Which Attention Heads Matter for In-Context Learning?

TL;DR

The paper addresses which attention heads underlie in-context learning (ICL) in decoder-only transformers, directly comparing induction heads and function vector (FV) heads across 12 models. It uses ablations with mean-output replacement and an exclusion strategy to separate overlapping contributions, finding that FV heads principally drive few-shot ICL, and induction heads contribute mainly as precursors that facilitate the emergence of FV mechanisms. The authors show that many FV heads originate from induction heads during training and that direct head overlap is limited, yet the two types are correlated in their scores. They discuss methodological implications, including how metric choices and scale affect conclusions, and propose that induction heads act as a stepping stone to the more powerful FV mechanism. Overall, the work reshapes our understanding of ICL mechanisms and offers insights for interpretability across model scales and architectures.

Abstract

Large language models (LLMs) exhibit impressive in-context learning (ICL) capability, enabling them to perform new tasks using only a few demonstrations in the prompt. Two different mechanisms have been proposed to explain ICL: induction heads that find and copy relevant tokens, and function vector (FV) heads whose activations compute a latent encoding of the ICL task. To better understand which of the two distinct mechanisms drives ICL, we study and compare induction heads and FV heads in 12 language models. Through detailed ablations, we discover that few-shot ICL performance depends primarily on FV heads, especially in larger models. In addition, we uncover that FV and induction heads are connected: many FV heads start as induction heads during training before transitioning to the FV mechanism. This leads us to speculate that induction facilitates learning the more complex FV mechanism that ultimately drives ICL.

Paper Structure

This paper contains 28 sections, 1 equation, 22 figures, 3 tables.

Figures (22)

  • Figure 1: (a) Ablating function vector (FV) heads significantly degrades few-shot in-context learning (ICL) accuracy, while ablating induction heads has minimal impact beyond ablating random heads. (b) Evolution of an FV head during training, demonstrating high induction scores earlier in training that decrease as FV score emerges.
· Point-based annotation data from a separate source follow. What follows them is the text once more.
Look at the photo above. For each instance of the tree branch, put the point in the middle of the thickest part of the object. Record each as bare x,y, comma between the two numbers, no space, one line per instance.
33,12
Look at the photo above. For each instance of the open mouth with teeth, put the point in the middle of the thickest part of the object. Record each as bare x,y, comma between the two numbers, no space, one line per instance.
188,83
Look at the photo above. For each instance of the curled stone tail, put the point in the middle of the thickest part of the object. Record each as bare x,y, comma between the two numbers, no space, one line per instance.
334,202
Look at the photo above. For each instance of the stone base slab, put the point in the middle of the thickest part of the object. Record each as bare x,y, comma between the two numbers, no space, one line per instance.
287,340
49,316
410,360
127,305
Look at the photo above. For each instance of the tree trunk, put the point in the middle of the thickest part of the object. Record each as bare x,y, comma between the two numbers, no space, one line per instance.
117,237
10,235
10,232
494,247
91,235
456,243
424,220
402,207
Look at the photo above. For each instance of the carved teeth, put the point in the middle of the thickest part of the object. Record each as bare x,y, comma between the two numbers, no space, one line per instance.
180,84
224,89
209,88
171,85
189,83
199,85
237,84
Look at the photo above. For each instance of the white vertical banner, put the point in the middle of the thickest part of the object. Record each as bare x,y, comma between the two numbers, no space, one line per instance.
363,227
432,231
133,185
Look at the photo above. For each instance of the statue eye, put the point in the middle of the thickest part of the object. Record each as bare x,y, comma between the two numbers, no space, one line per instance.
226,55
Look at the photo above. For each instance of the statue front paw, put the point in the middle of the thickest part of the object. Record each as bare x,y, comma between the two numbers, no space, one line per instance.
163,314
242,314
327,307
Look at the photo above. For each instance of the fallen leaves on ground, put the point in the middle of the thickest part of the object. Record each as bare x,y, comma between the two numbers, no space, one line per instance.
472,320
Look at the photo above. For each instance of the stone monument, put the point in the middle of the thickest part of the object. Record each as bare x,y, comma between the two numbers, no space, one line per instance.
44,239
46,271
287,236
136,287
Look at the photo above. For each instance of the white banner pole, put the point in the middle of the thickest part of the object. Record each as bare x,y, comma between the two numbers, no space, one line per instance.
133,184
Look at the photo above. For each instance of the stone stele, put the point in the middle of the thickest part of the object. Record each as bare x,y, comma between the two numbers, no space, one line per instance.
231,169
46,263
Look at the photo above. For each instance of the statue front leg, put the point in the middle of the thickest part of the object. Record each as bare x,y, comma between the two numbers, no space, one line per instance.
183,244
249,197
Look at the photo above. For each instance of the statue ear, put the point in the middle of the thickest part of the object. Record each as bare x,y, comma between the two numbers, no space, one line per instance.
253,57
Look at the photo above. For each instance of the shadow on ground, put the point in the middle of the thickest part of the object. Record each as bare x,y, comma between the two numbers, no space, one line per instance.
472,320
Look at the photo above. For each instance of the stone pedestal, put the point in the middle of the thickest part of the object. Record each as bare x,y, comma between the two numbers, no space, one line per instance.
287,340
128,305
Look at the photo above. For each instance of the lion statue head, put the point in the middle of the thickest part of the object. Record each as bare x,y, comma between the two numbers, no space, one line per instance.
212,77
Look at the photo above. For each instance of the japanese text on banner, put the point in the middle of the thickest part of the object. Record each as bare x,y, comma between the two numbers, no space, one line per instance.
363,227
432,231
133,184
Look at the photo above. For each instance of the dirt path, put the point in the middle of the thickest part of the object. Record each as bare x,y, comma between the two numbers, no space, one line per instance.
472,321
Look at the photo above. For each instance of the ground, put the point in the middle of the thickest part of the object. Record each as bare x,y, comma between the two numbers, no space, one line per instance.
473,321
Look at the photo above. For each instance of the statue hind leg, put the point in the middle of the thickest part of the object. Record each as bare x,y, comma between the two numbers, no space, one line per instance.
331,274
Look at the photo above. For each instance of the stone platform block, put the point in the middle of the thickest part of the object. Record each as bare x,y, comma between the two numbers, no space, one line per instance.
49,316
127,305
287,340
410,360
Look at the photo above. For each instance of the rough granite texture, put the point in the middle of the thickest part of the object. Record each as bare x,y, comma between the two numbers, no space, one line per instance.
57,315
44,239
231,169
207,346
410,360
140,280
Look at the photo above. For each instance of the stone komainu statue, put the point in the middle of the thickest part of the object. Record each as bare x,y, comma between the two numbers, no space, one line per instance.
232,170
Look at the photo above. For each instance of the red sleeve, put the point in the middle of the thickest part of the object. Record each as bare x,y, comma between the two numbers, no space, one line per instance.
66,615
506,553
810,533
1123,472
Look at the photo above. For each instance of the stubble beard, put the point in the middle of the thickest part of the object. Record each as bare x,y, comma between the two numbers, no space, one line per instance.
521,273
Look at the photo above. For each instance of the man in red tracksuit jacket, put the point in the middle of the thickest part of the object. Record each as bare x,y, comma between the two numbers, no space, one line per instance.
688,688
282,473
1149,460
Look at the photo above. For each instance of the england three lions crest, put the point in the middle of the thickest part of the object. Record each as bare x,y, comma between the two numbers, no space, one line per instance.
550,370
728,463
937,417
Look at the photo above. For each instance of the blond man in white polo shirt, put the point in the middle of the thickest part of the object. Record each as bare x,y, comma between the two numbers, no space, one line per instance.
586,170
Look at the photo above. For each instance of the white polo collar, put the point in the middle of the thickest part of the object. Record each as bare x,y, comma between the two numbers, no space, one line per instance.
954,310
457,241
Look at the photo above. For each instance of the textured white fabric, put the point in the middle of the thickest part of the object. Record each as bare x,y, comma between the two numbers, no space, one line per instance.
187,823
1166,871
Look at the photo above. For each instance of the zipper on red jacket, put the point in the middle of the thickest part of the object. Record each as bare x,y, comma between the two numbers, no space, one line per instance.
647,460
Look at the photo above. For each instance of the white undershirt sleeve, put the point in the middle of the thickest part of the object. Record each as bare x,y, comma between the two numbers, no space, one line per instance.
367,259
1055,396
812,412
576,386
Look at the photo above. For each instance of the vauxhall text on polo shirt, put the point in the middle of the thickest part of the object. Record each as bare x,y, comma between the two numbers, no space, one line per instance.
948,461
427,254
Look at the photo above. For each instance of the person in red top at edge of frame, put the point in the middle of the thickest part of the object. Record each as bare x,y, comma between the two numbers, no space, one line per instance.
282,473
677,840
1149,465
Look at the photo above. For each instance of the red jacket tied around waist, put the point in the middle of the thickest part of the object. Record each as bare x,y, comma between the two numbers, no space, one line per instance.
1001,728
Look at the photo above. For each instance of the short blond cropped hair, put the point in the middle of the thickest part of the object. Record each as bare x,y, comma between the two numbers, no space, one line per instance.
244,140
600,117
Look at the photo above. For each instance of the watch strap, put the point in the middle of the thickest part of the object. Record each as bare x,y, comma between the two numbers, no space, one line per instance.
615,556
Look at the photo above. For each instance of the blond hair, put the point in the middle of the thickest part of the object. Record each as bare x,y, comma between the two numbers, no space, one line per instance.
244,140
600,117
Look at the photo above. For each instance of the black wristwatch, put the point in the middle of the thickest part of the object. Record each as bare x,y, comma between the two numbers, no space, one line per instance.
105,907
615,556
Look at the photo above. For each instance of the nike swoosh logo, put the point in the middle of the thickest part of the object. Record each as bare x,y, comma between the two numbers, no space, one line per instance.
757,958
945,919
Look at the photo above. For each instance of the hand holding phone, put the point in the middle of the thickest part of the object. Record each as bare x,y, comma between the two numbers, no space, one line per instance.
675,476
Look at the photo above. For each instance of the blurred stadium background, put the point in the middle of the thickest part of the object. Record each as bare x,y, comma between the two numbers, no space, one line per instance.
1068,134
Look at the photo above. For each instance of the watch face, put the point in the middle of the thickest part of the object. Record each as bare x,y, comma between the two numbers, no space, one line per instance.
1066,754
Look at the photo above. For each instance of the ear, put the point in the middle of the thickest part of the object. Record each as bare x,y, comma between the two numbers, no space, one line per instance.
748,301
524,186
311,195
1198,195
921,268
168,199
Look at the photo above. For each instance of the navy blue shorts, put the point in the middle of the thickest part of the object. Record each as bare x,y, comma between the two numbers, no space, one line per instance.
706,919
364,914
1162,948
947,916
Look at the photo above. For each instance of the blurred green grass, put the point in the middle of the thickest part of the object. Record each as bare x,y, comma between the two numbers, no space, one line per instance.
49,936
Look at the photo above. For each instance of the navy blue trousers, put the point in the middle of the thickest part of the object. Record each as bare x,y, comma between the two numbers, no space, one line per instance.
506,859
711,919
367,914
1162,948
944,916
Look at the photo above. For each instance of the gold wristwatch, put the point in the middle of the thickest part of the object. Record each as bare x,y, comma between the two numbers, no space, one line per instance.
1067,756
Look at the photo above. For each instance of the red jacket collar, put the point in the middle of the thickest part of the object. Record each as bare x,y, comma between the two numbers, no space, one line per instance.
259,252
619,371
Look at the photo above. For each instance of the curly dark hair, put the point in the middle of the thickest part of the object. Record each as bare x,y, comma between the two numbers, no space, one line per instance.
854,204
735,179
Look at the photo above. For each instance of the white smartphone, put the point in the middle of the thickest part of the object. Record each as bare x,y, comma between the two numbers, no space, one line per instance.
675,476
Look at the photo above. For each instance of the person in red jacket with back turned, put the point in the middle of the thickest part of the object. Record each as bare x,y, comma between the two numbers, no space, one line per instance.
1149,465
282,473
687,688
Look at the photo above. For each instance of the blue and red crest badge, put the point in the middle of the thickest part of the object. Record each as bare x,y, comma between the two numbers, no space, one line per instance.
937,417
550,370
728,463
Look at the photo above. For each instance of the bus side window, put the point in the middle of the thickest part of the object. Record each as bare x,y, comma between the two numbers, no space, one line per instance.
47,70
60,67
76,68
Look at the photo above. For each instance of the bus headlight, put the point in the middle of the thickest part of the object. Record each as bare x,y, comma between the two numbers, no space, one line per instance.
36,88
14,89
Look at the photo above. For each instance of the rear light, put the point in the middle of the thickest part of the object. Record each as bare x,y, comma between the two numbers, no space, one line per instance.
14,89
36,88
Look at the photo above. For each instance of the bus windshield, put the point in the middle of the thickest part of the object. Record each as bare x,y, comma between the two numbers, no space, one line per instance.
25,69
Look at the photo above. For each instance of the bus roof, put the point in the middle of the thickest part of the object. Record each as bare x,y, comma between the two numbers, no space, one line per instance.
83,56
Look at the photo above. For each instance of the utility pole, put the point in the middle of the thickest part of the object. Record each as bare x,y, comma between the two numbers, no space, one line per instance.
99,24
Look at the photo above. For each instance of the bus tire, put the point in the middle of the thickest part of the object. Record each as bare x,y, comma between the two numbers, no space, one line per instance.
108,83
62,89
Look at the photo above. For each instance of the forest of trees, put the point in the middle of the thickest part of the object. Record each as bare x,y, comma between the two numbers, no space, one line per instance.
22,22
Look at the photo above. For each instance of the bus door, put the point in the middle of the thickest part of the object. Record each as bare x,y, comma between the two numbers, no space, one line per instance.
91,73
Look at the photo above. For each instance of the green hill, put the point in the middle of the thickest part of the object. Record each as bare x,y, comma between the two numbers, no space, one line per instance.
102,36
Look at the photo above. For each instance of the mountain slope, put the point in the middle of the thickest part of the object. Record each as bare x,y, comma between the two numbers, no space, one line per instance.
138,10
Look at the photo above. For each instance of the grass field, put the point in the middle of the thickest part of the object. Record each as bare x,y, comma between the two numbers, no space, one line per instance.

This pattern suggests induction may serve as a precursor for FV mechanism.
  • Figure 2: Location of induction heads (blue) and FV heads (pink) in model layers. The average layer of induction and FV heads are shown in blue and pink dotted lines respectively. Most induction heads appear in early-middle layers, FV heads appear at layers slightly deeper than induction heads.
  • Figure 3: Percentage of head overlap between induction and FV heads (left) in green, and between induction and randomly sampled heads in gray. Percentile of induction score of FV heads (center). Percentile of FV score of induction heads (right). There is little overlap between induction and FV heads, but FV heads have relatively high induction scores and vice versa.
  • Figure 4: Top: Few-shot ICL accuracy after ablating induction and FV heads. Center: Few-shot ICL accuracy after ablating non-FV induction and non-induction FV heads. Bottom: Token-loss difference after ablating non-FV induction and non-induction FV heads. Ablating FV heads lead to a bigger drop in ICL accuracy, especially in larger models. Ablating induction heads with low FV scores does not significantly affect ICL accuracy. ICL accuracy and token-loss difference behave differently.
  • Figure 5: Evolution of induction and FV score averaged over top 2% heads across training. Induction score rises sharply, then plateaus. FV score rises slightly later and gradually increases. ICL accuracy rises around the same time as induction and gradually increases.